24hr

A common crypto label showing metrics calculated over the last 24 hours, such as price change, trading volume, and market activity.

24hr (or 24h) is a shorthand label used across crypto exchanges, wallets, and data sites to show statistics measured over the most recent 24-hour period. Instead of reflecting a single moment in time, 24hr metrics summarize what happened over the last day, providing a quick snapshot of recent market and network activity.
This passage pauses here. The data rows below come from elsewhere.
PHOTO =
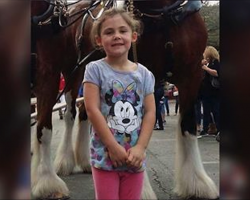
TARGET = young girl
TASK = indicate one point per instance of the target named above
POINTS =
(120, 105)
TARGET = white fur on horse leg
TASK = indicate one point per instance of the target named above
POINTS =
(190, 175)
(43, 177)
(147, 190)
(82, 146)
(65, 162)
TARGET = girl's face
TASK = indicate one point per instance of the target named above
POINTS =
(116, 36)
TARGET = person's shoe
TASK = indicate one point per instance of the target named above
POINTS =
(203, 133)
(158, 129)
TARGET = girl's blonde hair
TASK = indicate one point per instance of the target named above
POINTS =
(211, 53)
(134, 24)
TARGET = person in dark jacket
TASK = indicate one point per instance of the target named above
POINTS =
(210, 94)
(159, 93)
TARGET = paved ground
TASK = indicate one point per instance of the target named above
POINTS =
(161, 154)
How 24hr is used in crypto markets

In trading interfaces, “24hr” commonly appears next to metrics like 24hr volume, 24hr change, high, and low. 24hr volume refers to the total amount of buying and selling in that asset over the past 24 hours, usually shown in the asset itself or in a quote currency like USD. 24hr change shows how much an asset’s price has moved over that window, often as a percentage.
Because crypto trades around the clock, the 24-hour window acts as a practical daily timeframe that is not tied to a traditional market open or close. However, the exact cut-off can vary by platform, some use a rolling 24-hour window updated continuously, while others anchor the day to a specific time zone.

Practical context and limitations

For example, if a token shows high 24hr volume on an exchange, it can suggest strong liquidity and active participation, which may reduce slippage for larger trades. If 24hr change is unusually large, it can indicate heightened volatility, news-driven moves, or thin liquidity.

Still, 24hr metrics are not a full picture. Volume can be fragmented across exchanges and can be inflated on low-quality venues. A single day can also be unrepresentative during events like listings, liquidations, or sudden demand spikes.

Understanding 24hr statistics matters because they are among the fastest ways to gauge current liquidity, volatility, and momentum in the always-on crypto ecosystem.